Réginald Boudreau
Grande-Anse

La PDG de Vitalité a mis la table sur ce qui s’en vient avec la réforme de la santé envisagée par sa patronne, la ministre de la Santé du Nouveau-Brunswick. La réalité, c’est la ministre sa patronne, c’est à elle qu’elle répond en priorité. Le conseil d’administration de Vitalité est, tout au plus, un organisme paravent pour donner l’impression qu’on a un mot à dire dans nos services de santé en français en respect de la Loi sur les langues officielles.

Par sa sortie de mardi 31 mai dans le journal, la DG participe au plan de communication pour nous préparer à cette réforme, qui va être un exercice comptable plus qu’une répartition équitable des besoins de soins de la population.

Il y a environ vingt ans, j’ai eu accès à une étude confidentielle, faite pour le gouvernement du Nouveau-Brunswick sur la répartition des soins de santé. Une firme de Toronto préconisait six hôpitaux sur le territoire, répartis selon un calcul des populations, comme elle se fait dans les agglomérations urbaines, sans considérer le facteur de la ruralité de notre province. Un hôpital par tant de mille citoyens. Je me demande si ce qui s’en vient aura cette saveur?

Personnellement, je ne crois pas en la structure de gestion actuelle. Un conseil qui a un rôle de chien de garde, des hôpitaux qui sont gérés à distance, une ministre qui garde tous les pouvoirs décisionnels.

Nous avons besoin d’une personne responsable de chaque hôpital, une personne qui est sur place, qui peut inspirer le personnel, voir à la qualité et la pérennité de l’établissement dont elle à la responsabilité.

Impossible d’infuser un esprit quand on n’est pas dans le milieu. Impossible à distance de saisir les besoins et particularités spécifiques des populations locales. Impossible de mettre le doigt sur la personne responsable qui répond de sa gestion.

La structure de gestion actuelle, crée des équipes molles qui restent dans le flou, où tous ont la responsabilité sans vraiment l’avoir… À distance on est toujours distant… à distance on n’est pas dévoué de la même façon…

Il peut y avoir de très bonnes personnes dans un tel système, mais les racines ne sont pas là, elles n’ont pas de profondeur… Les racines ne s’implantent pas dans l’air, mais dans le sol d’une institution qui a du sens…

Le fait que le conseil n’a pas de pouvoir de décision réel et l’autorité de la ministre, sont des facteurs qui politisent la gestion des soins de santé, ça ce n’est pas gage d’efficience.

Le problème de recrutement de la main-d’œuvre est monté de toute pièce, ont à tout mis en place pour que les conditions soient exécrables, les emplois non attrayants…

Que font les instances pour corriger la faille de l’examen d’accréditation pour entrer dans la profession d’infirmière… Comment convaincre les jeunes d’entrer dans cette profession ou on aura une vie chaotique, pas de temps pour sa famille, des congés où on devra travailler, des conditions de vie absurdes et quelques burnouts garantis, arriver à sa retraite complètement épuisé et faire du remplacement parce qu’il manque d’effectifs… En quoi ceci est-il attrayant?

Bien sûr, la réforme sera faite en invoquant les coûts fulgurants des soins. Les chiffres, ça parle, c’est même un facteur clé nous dira-t-on!
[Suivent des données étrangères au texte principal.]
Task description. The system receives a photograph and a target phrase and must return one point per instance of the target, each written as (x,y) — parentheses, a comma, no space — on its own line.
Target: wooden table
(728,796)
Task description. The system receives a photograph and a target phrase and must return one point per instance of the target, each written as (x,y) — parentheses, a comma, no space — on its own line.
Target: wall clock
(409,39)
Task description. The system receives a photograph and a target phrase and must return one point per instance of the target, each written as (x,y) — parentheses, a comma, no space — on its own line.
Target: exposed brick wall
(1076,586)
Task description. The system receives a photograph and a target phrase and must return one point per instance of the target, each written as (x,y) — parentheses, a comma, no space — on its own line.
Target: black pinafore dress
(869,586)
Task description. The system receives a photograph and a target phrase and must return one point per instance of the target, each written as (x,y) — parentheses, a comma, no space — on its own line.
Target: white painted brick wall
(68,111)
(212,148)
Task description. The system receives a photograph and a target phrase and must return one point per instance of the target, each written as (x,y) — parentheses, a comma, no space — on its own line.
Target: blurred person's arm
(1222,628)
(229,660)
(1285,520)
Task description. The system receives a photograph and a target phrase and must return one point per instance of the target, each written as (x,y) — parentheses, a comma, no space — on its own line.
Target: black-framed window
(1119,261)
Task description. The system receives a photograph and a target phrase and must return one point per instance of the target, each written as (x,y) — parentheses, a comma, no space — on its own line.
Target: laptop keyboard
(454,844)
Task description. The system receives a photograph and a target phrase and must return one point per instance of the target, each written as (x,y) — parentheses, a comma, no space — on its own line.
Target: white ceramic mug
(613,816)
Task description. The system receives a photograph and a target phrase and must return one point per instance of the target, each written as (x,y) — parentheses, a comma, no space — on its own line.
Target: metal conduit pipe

Mais ces gouvernements si habiles, si comptables, si responsables, pourquoi ne taxent-il pas les mieux nantis, pourquoi permettent-il les abris fiscaux. Comment se fait-il qu’ils laissent la grande industrie prendre nos ressources sans en payer une redevance juste et équitable. Ces ressources qui devraient être notre sécurité, qui nous appartiennent, comment se fait-il que nos gouvernements ne prélèvent pas des dus pour leur utilisation? La forêt, le crabe, le homard, sont-elles des ressources appartenant aux gens de cette province? N’est-il pas temps que les plus grands bénéficiaires de notre économie contribuent?

Un gouvernement responsable ne devrait-il pas en prélever des frais d’utilisation pour garder des services essentiels comme la santé au lieu de couper et priver les populations?

Être au service de la population au lieu de despote qui s’accaparent de tout, abusent de nos richesses, détruisent notre environnement, pour des fins mercantiles et essentiellement individuelles.

Tous les gouvernements semblent trouver plus facile de taxer la population, que de faire payer ceux qui profitent le plus du système…

J’espère qu’on n’aura pas ce charabia confirmant l’incapacité du système à gérer avec efficience et offrir un service de santé à la hauteur des besoins des gens. Dans la vie si j’ai besoin de faire réparer mon auto, je confie le travail à un mécanicien, non un plombier… pourquoi un médecin pour faire de la gestion… soigner et gérer demande des formations spécifiques.

J’attends une réforme de la santé qui améliorera la vie de tous les gens de la province, rien de moins.